Ian menggangguk. Mereka tengah menunggu Sandra. Dan, tak lama kemudian Sandra tengah berlari ke arah mereka. Dia tampak ketakutan.

"TOLONG!! TOLONG!!" teriak Sandra.

Rangga dan Ian terkejut. Mereka segera berlari menyusul Sandra yang ketakutan. Ian segera mengambil batu dan melemparkannya ke sebuah arah. Sandra yang ketakutan langsung memeluk erat Rangga.

"Ngga, gue di kejar hantu," kata Sandra di pelukan Rangga.

"Shhh ... tenang, San. Ada gue," kata Rangga menenangkannya.

Namun, Ian tampak tegang. Dia langsung mengeluarkan dua buah kalung dan memberikannya pada Sandra dan Rangga

"Kalian, cepat pake kalung ini. Mereka kembali datang," kata Ian.

Rangga dan Sandra segera memakai kalung benang itu.

"Oke, sekarang kita berangkat," ajaknya.

Rangga mengangguk. Mereka segera masuk ke mobil yang terparkir di depan kostnya Rangga dan langsung berangkat ke Villa Roses. Di tengah jalan, Ian akhirnya menceritakan sesuatu.

"Bhro, tadi yang ngejar Sandra itu hantu dari Villa itu. Gue sempat nerawang itu Villa.
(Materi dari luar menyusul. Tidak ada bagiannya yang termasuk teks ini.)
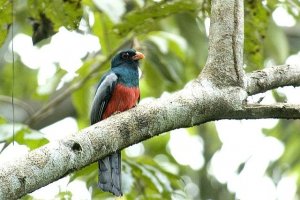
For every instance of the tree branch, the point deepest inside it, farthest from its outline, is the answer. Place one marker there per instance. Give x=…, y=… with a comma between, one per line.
x=191, y=106
x=258, y=111
x=205, y=99
x=273, y=77
x=226, y=39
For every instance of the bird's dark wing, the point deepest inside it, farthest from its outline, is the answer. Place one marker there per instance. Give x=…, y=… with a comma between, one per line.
x=102, y=96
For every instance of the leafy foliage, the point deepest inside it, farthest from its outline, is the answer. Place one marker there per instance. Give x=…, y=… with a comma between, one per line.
x=5, y=20
x=173, y=36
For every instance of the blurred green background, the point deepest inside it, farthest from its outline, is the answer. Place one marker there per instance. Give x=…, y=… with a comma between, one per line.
x=73, y=43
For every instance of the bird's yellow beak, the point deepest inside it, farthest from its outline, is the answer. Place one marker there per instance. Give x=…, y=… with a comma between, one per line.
x=138, y=56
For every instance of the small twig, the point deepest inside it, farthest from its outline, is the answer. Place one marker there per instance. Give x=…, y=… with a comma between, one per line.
x=272, y=77
x=259, y=111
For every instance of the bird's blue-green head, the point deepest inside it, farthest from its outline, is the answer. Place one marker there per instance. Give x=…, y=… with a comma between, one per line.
x=128, y=58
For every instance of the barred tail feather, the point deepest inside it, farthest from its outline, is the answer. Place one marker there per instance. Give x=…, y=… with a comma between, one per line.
x=110, y=174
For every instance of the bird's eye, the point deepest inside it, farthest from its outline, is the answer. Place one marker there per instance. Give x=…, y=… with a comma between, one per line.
x=125, y=55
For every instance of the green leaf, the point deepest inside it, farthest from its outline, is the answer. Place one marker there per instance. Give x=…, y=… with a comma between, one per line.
x=81, y=100
x=5, y=19
x=276, y=43
x=142, y=20
x=23, y=135
x=103, y=28
x=50, y=15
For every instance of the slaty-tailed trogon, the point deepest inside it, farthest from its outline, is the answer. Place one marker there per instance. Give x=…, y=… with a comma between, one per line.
x=117, y=91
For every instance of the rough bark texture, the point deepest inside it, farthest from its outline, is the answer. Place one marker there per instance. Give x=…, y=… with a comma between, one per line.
x=226, y=39
x=218, y=93
x=273, y=77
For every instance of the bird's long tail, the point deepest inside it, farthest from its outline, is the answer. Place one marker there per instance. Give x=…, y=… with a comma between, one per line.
x=110, y=174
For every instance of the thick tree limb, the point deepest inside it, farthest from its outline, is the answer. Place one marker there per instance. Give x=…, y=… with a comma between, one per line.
x=196, y=104
x=273, y=77
x=218, y=93
x=258, y=111
x=225, y=54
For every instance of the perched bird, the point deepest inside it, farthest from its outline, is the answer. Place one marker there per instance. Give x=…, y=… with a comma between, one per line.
x=117, y=91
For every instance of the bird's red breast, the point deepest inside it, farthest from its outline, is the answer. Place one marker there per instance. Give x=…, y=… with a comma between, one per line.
x=123, y=98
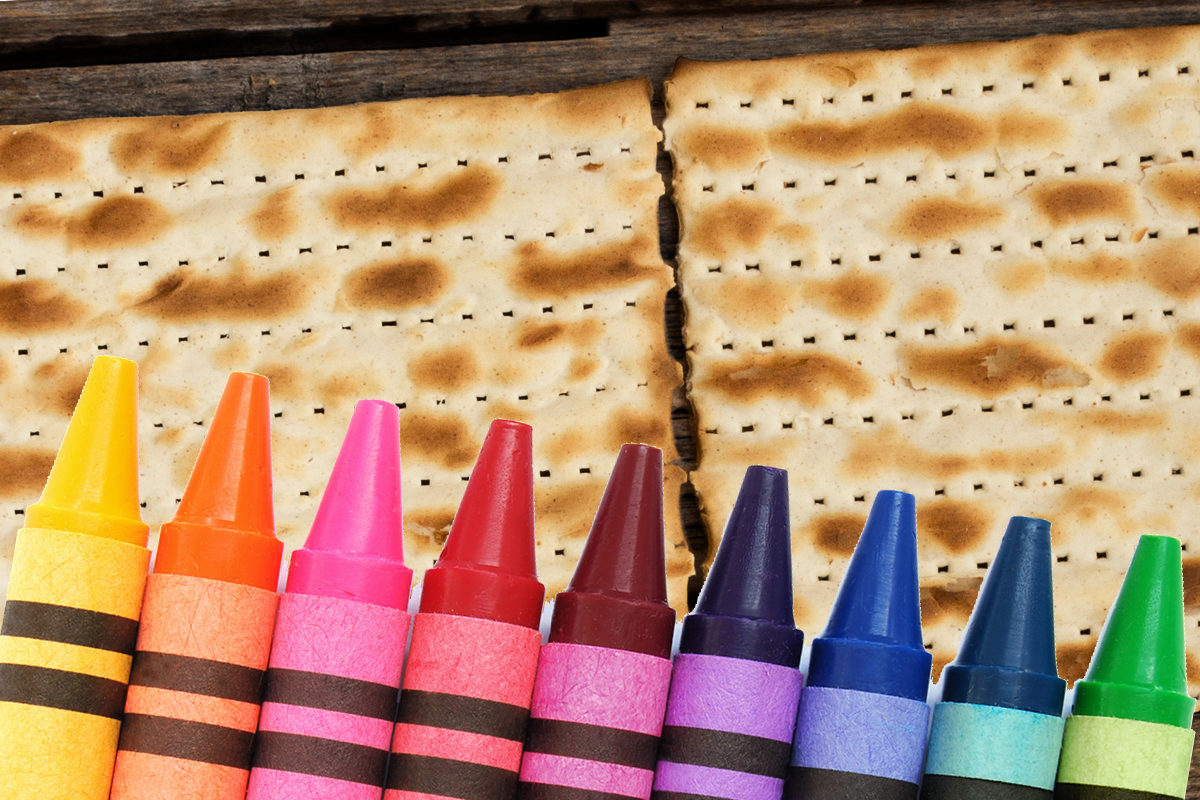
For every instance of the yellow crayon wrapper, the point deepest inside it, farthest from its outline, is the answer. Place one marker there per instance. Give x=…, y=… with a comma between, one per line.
x=66, y=644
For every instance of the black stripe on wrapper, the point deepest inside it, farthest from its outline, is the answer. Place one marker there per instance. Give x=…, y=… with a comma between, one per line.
x=952, y=787
x=1081, y=792
x=195, y=741
x=342, y=761
x=467, y=714
x=313, y=690
x=197, y=677
x=813, y=783
x=726, y=751
x=58, y=689
x=592, y=743
x=88, y=629
x=449, y=777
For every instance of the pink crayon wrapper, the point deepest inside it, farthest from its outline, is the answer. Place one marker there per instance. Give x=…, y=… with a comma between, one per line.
x=330, y=699
x=594, y=723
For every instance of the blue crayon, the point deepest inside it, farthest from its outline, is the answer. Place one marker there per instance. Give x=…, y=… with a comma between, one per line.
x=997, y=731
x=861, y=729
x=736, y=684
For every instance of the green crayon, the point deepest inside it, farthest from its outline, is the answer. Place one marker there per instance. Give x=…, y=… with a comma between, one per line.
x=1129, y=734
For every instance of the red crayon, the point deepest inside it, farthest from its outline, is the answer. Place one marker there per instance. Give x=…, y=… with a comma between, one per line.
x=603, y=678
x=205, y=631
x=465, y=702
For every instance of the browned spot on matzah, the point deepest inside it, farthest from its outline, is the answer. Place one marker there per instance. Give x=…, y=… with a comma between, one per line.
x=171, y=145
x=275, y=217
x=24, y=470
x=720, y=229
x=837, y=533
x=1133, y=355
x=721, y=146
x=34, y=156
x=1173, y=266
x=544, y=274
x=1188, y=337
x=957, y=524
x=1065, y=202
x=855, y=295
x=1192, y=582
x=954, y=599
x=991, y=367
x=447, y=370
x=184, y=296
x=921, y=126
x=942, y=217
x=443, y=439
x=395, y=284
x=1177, y=186
x=810, y=379
x=36, y=305
x=1074, y=657
x=463, y=196
x=931, y=302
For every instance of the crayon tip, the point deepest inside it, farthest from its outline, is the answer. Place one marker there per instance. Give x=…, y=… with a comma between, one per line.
x=618, y=594
x=744, y=609
x=225, y=525
x=487, y=567
x=1138, y=671
x=93, y=487
x=355, y=547
x=873, y=641
x=751, y=572
x=879, y=599
x=1007, y=656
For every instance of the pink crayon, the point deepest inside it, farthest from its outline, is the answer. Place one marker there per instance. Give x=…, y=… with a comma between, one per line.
x=334, y=674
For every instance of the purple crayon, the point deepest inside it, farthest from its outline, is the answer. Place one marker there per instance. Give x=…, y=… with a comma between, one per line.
x=736, y=683
x=861, y=731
Dan, sumber petaka itu karena Heri iseng membuka selambu hitam di cermin itu," kata Ian.

Rangga mulai teringat kejadian itu. Dia ingat ketika Mng Ujang menegur Heri. Ian kembali melanjutkan ceritanya.

"Nah, Heri yang Lo pada lihat waktu pulang liburan itu bukan Heri Purnomo teman Lo, tapi sosok lain yang nyerupain Heri, teman Lo pada. Gue gak tahu detil sosoknya, tapi sosok itu pernah neror anak dari sebuah keluarga muda," lanjutnya

Sandra terkejut. "Jadi, bukan hanya kita yang di teror?"

"Iya, San. Ada sebuah keluarga yang anaknya di teror. Kalo dugaan gue ... kayaknya ada hubungannya sih dengan Villa ini," jawab Ian.

Sandra terdiam. Sementara Rangga fokus menyetir, Ian mencoba menangkal gangguan ghaib yang terjadi selama di tengah perjalanan.